Wagons fly the Inkos temple banner. In long lines chained between them stride new prisoners for the mines, mostly Efeans but with a few Saroese and foreign people scattered among them. The Saroese guardsmen haven’t spotted me yet. They’re not expecting to meet armed and desperate people. If we rush them, take them unawares, free the captives who are with them to fight beside us… and yet that’s what’s odd. The prisoners don’t walk like beaten, cowed people. They walk like proud soldiers.

That’s when I see Ro-emnu.

He’s seated beside the driver of the first wagon. He’s wearing no vest, leaving his torso bare in the manner of Commoners and slaves, but he looks sturdy and well fed, glossy with health and strength. He scans the hills with a piercing gaze, as if he’s already composing a poem about this sun-blasted day. At first I can’t believe it’s him. Surely I am dreaming. My lips form his name but I don’t have enough breath to speak. Footsteps hurry up from behind as Menesis, Selukon, and Djesa join me.

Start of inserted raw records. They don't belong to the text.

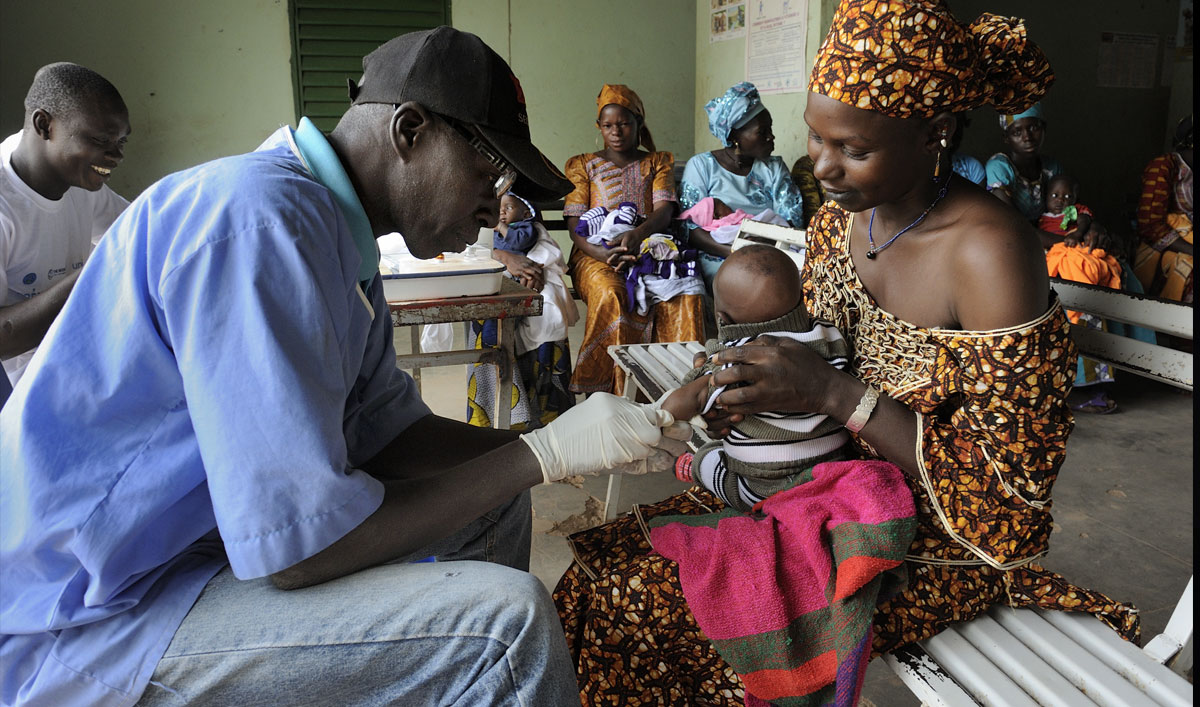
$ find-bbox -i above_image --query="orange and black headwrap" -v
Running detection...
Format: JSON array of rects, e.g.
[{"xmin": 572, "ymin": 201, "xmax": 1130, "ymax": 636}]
[
  {"xmin": 809, "ymin": 0, "xmax": 1054, "ymax": 118},
  {"xmin": 596, "ymin": 84, "xmax": 655, "ymax": 152}
]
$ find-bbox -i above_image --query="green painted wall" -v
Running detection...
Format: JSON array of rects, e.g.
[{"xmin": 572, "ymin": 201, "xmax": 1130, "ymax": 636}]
[
  {"xmin": 692, "ymin": 0, "xmax": 838, "ymax": 175},
  {"xmin": 0, "ymin": 0, "xmax": 295, "ymax": 198},
  {"xmin": 450, "ymin": 0, "xmax": 707, "ymax": 184}
]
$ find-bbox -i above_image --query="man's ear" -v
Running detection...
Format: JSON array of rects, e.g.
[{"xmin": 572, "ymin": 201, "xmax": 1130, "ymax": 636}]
[
  {"xmin": 926, "ymin": 112, "xmax": 959, "ymax": 152},
  {"xmin": 388, "ymin": 101, "xmax": 434, "ymax": 161},
  {"xmin": 29, "ymin": 108, "xmax": 54, "ymax": 140}
]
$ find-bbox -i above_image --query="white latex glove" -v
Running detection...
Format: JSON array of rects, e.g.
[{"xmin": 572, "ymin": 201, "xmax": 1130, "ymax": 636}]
[{"xmin": 521, "ymin": 393, "xmax": 691, "ymax": 484}]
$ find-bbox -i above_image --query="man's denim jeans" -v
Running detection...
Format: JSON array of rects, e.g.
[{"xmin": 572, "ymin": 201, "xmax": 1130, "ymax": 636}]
[{"xmin": 139, "ymin": 492, "xmax": 578, "ymax": 707}]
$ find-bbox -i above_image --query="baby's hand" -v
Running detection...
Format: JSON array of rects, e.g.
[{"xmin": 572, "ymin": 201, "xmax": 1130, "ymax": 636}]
[{"xmin": 713, "ymin": 197, "xmax": 733, "ymax": 218}]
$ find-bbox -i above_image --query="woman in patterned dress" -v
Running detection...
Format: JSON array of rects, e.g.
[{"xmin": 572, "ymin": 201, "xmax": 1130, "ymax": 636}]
[
  {"xmin": 563, "ymin": 84, "xmax": 704, "ymax": 394},
  {"xmin": 554, "ymin": 0, "xmax": 1138, "ymax": 706}
]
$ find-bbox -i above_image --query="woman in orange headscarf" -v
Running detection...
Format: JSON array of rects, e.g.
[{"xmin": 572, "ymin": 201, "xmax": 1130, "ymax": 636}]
[
  {"xmin": 563, "ymin": 84, "xmax": 704, "ymax": 394},
  {"xmin": 554, "ymin": 0, "xmax": 1138, "ymax": 706}
]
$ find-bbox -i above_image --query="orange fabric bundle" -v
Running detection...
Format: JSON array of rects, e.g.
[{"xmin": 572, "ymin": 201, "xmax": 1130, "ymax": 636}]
[{"xmin": 1046, "ymin": 242, "xmax": 1121, "ymax": 324}]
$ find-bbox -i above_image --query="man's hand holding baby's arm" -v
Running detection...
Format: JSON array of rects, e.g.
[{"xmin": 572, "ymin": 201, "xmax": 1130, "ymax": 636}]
[{"xmin": 662, "ymin": 376, "xmax": 709, "ymax": 420}]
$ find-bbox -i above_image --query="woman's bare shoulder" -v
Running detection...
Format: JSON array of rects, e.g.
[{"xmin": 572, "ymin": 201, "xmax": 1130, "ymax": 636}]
[{"xmin": 948, "ymin": 188, "xmax": 1050, "ymax": 330}]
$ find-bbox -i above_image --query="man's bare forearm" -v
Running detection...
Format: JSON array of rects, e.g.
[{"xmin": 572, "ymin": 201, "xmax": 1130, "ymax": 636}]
[{"xmin": 0, "ymin": 270, "xmax": 82, "ymax": 359}]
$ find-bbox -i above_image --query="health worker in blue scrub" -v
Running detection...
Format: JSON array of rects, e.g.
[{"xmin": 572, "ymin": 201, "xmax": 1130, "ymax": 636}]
[{"xmin": 0, "ymin": 28, "xmax": 686, "ymax": 705}]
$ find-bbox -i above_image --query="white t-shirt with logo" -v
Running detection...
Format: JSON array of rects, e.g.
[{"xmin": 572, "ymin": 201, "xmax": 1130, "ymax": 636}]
[{"xmin": 0, "ymin": 132, "xmax": 130, "ymax": 385}]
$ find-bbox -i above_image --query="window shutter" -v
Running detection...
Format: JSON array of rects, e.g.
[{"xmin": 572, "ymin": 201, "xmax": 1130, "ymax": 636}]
[{"xmin": 290, "ymin": 0, "xmax": 450, "ymax": 133}]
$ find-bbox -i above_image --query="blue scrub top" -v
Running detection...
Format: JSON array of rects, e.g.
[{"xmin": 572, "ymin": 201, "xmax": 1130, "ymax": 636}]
[{"xmin": 0, "ymin": 118, "xmax": 430, "ymax": 705}]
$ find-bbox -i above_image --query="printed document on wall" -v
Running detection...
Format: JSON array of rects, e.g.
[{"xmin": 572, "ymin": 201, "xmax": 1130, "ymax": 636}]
[{"xmin": 746, "ymin": 0, "xmax": 809, "ymax": 94}]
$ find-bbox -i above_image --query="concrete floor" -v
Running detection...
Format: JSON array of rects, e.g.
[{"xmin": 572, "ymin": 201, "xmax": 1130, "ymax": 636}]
[{"xmin": 396, "ymin": 306, "xmax": 1193, "ymax": 707}]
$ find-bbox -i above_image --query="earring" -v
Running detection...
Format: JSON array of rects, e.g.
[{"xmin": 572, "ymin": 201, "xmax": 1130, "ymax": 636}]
[{"xmin": 934, "ymin": 136, "xmax": 949, "ymax": 181}]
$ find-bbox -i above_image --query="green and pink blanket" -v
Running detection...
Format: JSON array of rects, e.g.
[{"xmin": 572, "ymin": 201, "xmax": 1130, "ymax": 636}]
[{"xmin": 650, "ymin": 461, "xmax": 917, "ymax": 707}]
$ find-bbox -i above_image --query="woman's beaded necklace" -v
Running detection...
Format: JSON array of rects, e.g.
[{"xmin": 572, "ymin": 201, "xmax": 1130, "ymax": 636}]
[{"xmin": 866, "ymin": 176, "xmax": 950, "ymax": 260}]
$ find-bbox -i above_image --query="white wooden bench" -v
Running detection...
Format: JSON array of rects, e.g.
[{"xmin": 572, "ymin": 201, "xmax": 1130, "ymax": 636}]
[{"xmin": 606, "ymin": 217, "xmax": 1193, "ymax": 707}]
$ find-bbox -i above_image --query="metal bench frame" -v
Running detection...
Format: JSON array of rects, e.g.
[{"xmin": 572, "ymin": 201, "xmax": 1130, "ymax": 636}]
[{"xmin": 605, "ymin": 221, "xmax": 1193, "ymax": 707}]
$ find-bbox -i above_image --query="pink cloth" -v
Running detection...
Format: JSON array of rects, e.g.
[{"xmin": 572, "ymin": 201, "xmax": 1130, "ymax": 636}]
[
  {"xmin": 679, "ymin": 197, "xmax": 750, "ymax": 230},
  {"xmin": 650, "ymin": 461, "xmax": 917, "ymax": 707}
]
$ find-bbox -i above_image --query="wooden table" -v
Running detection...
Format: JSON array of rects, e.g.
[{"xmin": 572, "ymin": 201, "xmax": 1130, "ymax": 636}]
[{"xmin": 388, "ymin": 277, "xmax": 542, "ymax": 430}]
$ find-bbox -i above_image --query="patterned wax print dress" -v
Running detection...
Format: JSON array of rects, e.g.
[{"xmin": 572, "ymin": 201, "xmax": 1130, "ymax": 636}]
[
  {"xmin": 554, "ymin": 204, "xmax": 1139, "ymax": 706},
  {"xmin": 563, "ymin": 152, "xmax": 704, "ymax": 394}
]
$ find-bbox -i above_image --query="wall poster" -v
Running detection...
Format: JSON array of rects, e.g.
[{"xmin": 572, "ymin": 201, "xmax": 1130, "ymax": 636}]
[
  {"xmin": 1096, "ymin": 32, "xmax": 1158, "ymax": 89},
  {"xmin": 708, "ymin": 0, "xmax": 746, "ymax": 43},
  {"xmin": 746, "ymin": 0, "xmax": 809, "ymax": 94}
]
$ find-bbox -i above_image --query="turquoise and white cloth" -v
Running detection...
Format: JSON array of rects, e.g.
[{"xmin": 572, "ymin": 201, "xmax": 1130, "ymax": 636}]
[{"xmin": 704, "ymin": 80, "xmax": 763, "ymax": 146}]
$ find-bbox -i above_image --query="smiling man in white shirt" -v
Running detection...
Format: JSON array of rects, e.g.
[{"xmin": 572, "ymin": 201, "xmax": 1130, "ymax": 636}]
[{"xmin": 0, "ymin": 62, "xmax": 130, "ymax": 393}]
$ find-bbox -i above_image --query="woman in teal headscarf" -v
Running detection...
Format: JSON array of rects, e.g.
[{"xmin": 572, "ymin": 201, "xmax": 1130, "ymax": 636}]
[
  {"xmin": 986, "ymin": 103, "xmax": 1062, "ymax": 222},
  {"xmin": 679, "ymin": 82, "xmax": 804, "ymax": 293}
]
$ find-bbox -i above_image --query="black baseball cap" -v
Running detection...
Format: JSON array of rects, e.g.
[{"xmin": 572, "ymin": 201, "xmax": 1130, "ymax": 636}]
[{"xmin": 347, "ymin": 26, "xmax": 572, "ymax": 202}]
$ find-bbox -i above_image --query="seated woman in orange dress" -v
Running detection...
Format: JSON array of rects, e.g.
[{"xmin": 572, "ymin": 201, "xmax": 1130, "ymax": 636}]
[
  {"xmin": 1134, "ymin": 115, "xmax": 1193, "ymax": 302},
  {"xmin": 563, "ymin": 84, "xmax": 704, "ymax": 394},
  {"xmin": 554, "ymin": 0, "xmax": 1138, "ymax": 706}
]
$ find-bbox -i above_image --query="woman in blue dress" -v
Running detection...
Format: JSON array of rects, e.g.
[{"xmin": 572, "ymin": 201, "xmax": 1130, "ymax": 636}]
[{"xmin": 679, "ymin": 82, "xmax": 804, "ymax": 293}]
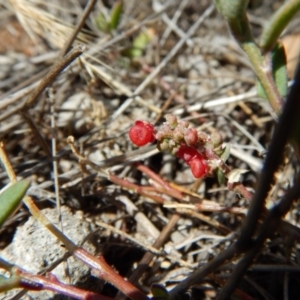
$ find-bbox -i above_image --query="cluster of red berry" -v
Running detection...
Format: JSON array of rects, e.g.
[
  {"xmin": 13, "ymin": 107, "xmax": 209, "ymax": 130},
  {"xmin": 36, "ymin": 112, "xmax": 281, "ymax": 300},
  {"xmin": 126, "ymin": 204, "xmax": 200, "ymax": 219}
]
[{"xmin": 129, "ymin": 115, "xmax": 209, "ymax": 178}]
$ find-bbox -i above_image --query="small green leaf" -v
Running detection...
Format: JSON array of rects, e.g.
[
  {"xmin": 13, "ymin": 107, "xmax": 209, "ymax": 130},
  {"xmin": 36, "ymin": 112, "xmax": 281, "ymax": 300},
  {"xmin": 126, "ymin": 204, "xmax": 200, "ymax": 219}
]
[
  {"xmin": 220, "ymin": 144, "xmax": 230, "ymax": 162},
  {"xmin": 216, "ymin": 168, "xmax": 225, "ymax": 185},
  {"xmin": 0, "ymin": 275, "xmax": 20, "ymax": 293},
  {"xmin": 95, "ymin": 13, "xmax": 110, "ymax": 33},
  {"xmin": 151, "ymin": 283, "xmax": 169, "ymax": 300},
  {"xmin": 257, "ymin": 43, "xmax": 288, "ymax": 99},
  {"xmin": 0, "ymin": 180, "xmax": 30, "ymax": 227},
  {"xmin": 110, "ymin": 1, "xmax": 123, "ymax": 30},
  {"xmin": 122, "ymin": 28, "xmax": 154, "ymax": 58},
  {"xmin": 226, "ymin": 169, "xmax": 249, "ymax": 183}
]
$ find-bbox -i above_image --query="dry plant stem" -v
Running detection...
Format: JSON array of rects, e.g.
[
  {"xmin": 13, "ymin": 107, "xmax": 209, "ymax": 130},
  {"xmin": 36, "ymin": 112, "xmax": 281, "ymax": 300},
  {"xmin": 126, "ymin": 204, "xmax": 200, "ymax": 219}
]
[
  {"xmin": 0, "ymin": 147, "xmax": 148, "ymax": 300},
  {"xmin": 20, "ymin": 111, "xmax": 52, "ymax": 158},
  {"xmin": 136, "ymin": 164, "xmax": 183, "ymax": 199},
  {"xmin": 115, "ymin": 214, "xmax": 180, "ymax": 300},
  {"xmin": 0, "ymin": 258, "xmax": 112, "ymax": 300},
  {"xmin": 238, "ymin": 62, "xmax": 300, "ymax": 248},
  {"xmin": 171, "ymin": 62, "xmax": 300, "ymax": 299},
  {"xmin": 218, "ymin": 177, "xmax": 300, "ymax": 300},
  {"xmin": 111, "ymin": 5, "xmax": 214, "ymax": 120},
  {"xmin": 58, "ymin": 0, "xmax": 97, "ymax": 57},
  {"xmin": 170, "ymin": 246, "xmax": 236, "ymax": 300},
  {"xmin": 0, "ymin": 45, "xmax": 84, "ymax": 122},
  {"xmin": 22, "ymin": 45, "xmax": 85, "ymax": 111},
  {"xmin": 259, "ymin": 0, "xmax": 300, "ymax": 53}
]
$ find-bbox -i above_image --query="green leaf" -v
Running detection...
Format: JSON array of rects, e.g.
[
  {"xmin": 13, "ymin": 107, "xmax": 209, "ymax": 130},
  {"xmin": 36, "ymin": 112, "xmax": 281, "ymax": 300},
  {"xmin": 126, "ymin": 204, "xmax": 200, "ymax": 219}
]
[
  {"xmin": 95, "ymin": 13, "xmax": 110, "ymax": 33},
  {"xmin": 122, "ymin": 29, "xmax": 154, "ymax": 58},
  {"xmin": 226, "ymin": 169, "xmax": 249, "ymax": 183},
  {"xmin": 0, "ymin": 180, "xmax": 30, "ymax": 227},
  {"xmin": 257, "ymin": 43, "xmax": 288, "ymax": 99},
  {"xmin": 216, "ymin": 168, "xmax": 225, "ymax": 185},
  {"xmin": 220, "ymin": 144, "xmax": 230, "ymax": 162},
  {"xmin": 0, "ymin": 275, "xmax": 20, "ymax": 293},
  {"xmin": 151, "ymin": 283, "xmax": 169, "ymax": 300},
  {"xmin": 109, "ymin": 1, "xmax": 123, "ymax": 30}
]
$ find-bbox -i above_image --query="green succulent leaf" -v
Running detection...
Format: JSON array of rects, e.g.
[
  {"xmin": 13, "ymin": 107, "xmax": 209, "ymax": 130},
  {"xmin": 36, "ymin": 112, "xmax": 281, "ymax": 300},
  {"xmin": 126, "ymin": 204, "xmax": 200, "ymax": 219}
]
[
  {"xmin": 0, "ymin": 275, "xmax": 20, "ymax": 293},
  {"xmin": 110, "ymin": 1, "xmax": 123, "ymax": 30},
  {"xmin": 122, "ymin": 29, "xmax": 152, "ymax": 58},
  {"xmin": 257, "ymin": 43, "xmax": 288, "ymax": 99},
  {"xmin": 0, "ymin": 180, "xmax": 30, "ymax": 227},
  {"xmin": 216, "ymin": 168, "xmax": 226, "ymax": 185},
  {"xmin": 95, "ymin": 13, "xmax": 110, "ymax": 33},
  {"xmin": 151, "ymin": 284, "xmax": 169, "ymax": 300},
  {"xmin": 220, "ymin": 144, "xmax": 230, "ymax": 161}
]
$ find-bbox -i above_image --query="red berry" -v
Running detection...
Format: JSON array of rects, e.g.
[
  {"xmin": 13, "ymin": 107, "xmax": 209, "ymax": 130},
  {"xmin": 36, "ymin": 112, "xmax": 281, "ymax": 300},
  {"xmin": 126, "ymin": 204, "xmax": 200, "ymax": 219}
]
[
  {"xmin": 188, "ymin": 154, "xmax": 208, "ymax": 178},
  {"xmin": 129, "ymin": 121, "xmax": 155, "ymax": 147},
  {"xmin": 176, "ymin": 145, "xmax": 200, "ymax": 163}
]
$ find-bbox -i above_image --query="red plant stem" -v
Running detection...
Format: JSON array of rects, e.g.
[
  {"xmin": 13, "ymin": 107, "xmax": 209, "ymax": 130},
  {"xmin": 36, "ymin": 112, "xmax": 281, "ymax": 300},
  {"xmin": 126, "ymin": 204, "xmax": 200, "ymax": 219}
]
[
  {"xmin": 74, "ymin": 253, "xmax": 149, "ymax": 300},
  {"xmin": 13, "ymin": 267, "xmax": 112, "ymax": 300},
  {"xmin": 108, "ymin": 174, "xmax": 165, "ymax": 204}
]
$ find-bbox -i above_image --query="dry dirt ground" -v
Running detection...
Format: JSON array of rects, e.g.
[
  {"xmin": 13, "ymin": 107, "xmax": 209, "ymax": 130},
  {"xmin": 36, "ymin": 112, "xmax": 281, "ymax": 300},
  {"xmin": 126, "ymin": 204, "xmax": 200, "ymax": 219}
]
[{"xmin": 0, "ymin": 0, "xmax": 300, "ymax": 299}]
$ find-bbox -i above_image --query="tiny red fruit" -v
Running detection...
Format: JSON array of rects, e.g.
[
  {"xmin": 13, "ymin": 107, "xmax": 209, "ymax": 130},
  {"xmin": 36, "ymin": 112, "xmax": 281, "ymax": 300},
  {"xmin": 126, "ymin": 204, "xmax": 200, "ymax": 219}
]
[
  {"xmin": 176, "ymin": 144, "xmax": 200, "ymax": 163},
  {"xmin": 188, "ymin": 155, "xmax": 207, "ymax": 178},
  {"xmin": 129, "ymin": 121, "xmax": 155, "ymax": 147}
]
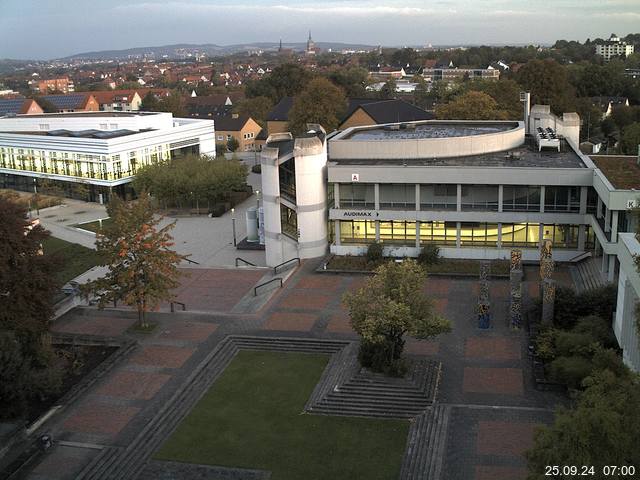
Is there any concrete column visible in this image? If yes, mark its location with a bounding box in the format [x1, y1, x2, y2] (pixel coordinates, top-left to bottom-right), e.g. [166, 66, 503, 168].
[596, 195, 602, 218]
[578, 225, 587, 251]
[611, 210, 618, 243]
[607, 255, 617, 283]
[580, 187, 589, 215]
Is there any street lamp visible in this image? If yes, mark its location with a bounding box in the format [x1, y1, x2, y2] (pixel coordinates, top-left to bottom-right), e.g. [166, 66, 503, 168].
[231, 208, 236, 247]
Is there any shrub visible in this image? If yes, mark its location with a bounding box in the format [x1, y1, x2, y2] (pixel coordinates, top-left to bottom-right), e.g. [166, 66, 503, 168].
[549, 355, 593, 389]
[418, 243, 440, 266]
[367, 242, 383, 263]
[571, 315, 617, 348]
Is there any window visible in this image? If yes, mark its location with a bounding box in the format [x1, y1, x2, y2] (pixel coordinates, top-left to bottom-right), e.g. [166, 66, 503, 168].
[501, 223, 540, 248]
[340, 220, 376, 243]
[380, 222, 416, 245]
[460, 222, 498, 247]
[420, 222, 458, 246]
[339, 183, 375, 208]
[280, 204, 298, 240]
[462, 185, 498, 212]
[544, 187, 580, 212]
[380, 183, 416, 210]
[420, 184, 458, 210]
[502, 185, 540, 212]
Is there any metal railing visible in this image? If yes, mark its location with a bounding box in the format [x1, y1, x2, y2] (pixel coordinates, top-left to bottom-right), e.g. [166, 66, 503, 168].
[170, 300, 187, 313]
[253, 277, 283, 297]
[236, 257, 256, 267]
[273, 257, 300, 275]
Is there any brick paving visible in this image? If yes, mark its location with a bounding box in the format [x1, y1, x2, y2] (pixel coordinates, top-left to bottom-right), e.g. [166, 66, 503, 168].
[462, 367, 524, 395]
[22, 262, 562, 480]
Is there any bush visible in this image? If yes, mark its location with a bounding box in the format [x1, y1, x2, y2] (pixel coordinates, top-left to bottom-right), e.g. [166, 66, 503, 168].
[367, 242, 383, 263]
[418, 243, 440, 266]
[549, 355, 593, 389]
[358, 340, 408, 377]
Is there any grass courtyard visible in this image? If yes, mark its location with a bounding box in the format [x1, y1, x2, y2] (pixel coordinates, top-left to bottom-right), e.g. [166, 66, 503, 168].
[155, 351, 409, 480]
[42, 237, 100, 285]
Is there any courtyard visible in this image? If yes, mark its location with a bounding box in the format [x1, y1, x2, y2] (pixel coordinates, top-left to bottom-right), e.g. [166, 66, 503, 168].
[22, 261, 570, 480]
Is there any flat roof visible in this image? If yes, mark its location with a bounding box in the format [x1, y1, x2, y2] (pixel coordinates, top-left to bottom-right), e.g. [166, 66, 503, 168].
[589, 155, 640, 190]
[329, 138, 587, 168]
[340, 121, 518, 141]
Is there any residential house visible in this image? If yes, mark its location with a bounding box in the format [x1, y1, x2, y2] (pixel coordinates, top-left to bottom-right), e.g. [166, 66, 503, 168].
[214, 114, 262, 152]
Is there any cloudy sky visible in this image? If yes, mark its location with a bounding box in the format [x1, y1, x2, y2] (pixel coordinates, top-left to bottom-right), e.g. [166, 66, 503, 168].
[0, 0, 640, 59]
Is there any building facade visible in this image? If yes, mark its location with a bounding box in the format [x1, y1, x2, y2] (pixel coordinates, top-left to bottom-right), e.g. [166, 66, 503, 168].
[0, 112, 215, 201]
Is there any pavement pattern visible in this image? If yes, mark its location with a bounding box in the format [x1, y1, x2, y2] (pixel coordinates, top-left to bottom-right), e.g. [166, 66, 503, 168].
[23, 261, 563, 480]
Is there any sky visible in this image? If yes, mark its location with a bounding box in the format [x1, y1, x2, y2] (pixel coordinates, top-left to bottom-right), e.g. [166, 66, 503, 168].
[0, 0, 640, 59]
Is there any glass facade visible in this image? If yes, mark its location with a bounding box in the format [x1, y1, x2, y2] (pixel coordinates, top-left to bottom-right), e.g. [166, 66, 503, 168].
[280, 203, 298, 240]
[462, 185, 498, 212]
[420, 184, 458, 210]
[502, 185, 540, 212]
[460, 222, 498, 247]
[0, 144, 172, 180]
[544, 187, 580, 213]
[340, 220, 376, 243]
[340, 183, 376, 209]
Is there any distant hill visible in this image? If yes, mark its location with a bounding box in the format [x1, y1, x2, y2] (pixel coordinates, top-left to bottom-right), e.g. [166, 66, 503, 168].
[58, 42, 375, 60]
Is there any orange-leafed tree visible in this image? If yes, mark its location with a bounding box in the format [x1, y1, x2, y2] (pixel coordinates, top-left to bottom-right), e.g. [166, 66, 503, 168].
[84, 193, 185, 328]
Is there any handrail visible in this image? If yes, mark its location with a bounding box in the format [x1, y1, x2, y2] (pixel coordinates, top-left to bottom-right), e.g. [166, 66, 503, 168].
[236, 257, 256, 267]
[273, 257, 300, 275]
[253, 277, 282, 297]
[170, 300, 187, 313]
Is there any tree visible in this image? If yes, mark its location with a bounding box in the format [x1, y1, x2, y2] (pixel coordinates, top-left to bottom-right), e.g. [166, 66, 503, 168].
[436, 91, 508, 120]
[0, 195, 60, 418]
[227, 136, 240, 152]
[83, 193, 185, 328]
[234, 97, 273, 128]
[620, 122, 640, 155]
[526, 369, 640, 480]
[289, 77, 347, 134]
[343, 260, 451, 374]
[517, 59, 575, 114]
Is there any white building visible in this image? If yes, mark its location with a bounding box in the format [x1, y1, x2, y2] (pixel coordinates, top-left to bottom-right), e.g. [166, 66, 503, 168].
[596, 33, 633, 62]
[0, 112, 215, 201]
[261, 105, 640, 370]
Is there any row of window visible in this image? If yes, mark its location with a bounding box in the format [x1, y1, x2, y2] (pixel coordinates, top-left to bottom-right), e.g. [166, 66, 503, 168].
[340, 183, 597, 213]
[340, 220, 594, 249]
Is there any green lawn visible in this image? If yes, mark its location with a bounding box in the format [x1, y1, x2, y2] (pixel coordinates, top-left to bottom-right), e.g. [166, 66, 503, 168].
[155, 351, 409, 480]
[42, 237, 100, 285]
[74, 218, 113, 233]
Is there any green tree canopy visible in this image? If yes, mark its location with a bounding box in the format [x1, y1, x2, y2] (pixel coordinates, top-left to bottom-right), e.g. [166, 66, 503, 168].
[289, 77, 347, 134]
[343, 260, 451, 374]
[436, 91, 508, 120]
[83, 193, 185, 327]
[527, 369, 640, 480]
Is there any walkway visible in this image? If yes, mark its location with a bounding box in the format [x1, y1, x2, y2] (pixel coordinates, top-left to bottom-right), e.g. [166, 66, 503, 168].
[21, 262, 562, 480]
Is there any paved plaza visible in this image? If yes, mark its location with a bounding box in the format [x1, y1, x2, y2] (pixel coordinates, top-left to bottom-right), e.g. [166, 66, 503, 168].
[23, 261, 562, 480]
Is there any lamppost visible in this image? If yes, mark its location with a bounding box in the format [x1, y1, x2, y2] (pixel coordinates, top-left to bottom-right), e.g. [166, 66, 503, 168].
[231, 208, 236, 247]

“A curse on fortune,” says Selukon with a cynical laugh.

“We fight,” says Djesa.

“What do you say, Spider?” asks Menesis.

“Wait,” I say.

Ro’s gaze skims over us. He doesn’t recognize me. He must think we’re random workers wandering the road.

I take a step forward and with a last burst of strength open my arms wide in Spider’s gesture of triumph, throwing her webs to the wind.

His eyes widen. He grabs a whip off the seat next to him, leaps from the moving wagon, and runs to me.

“Jessamy!”

“Who are you?” Menesis steps in front of me, brandishing a sword he’s taken from a dead guard.

Ro slashes the whip through the air for emphasis. “This is the Lion Guard of the Efean army, come to liberate this mine.”

“Too late, Honored Poet.” I can’t help but sound cocky even though I’m beyond exhausted and barely able to keep to my feet. “We liberated ourselves.”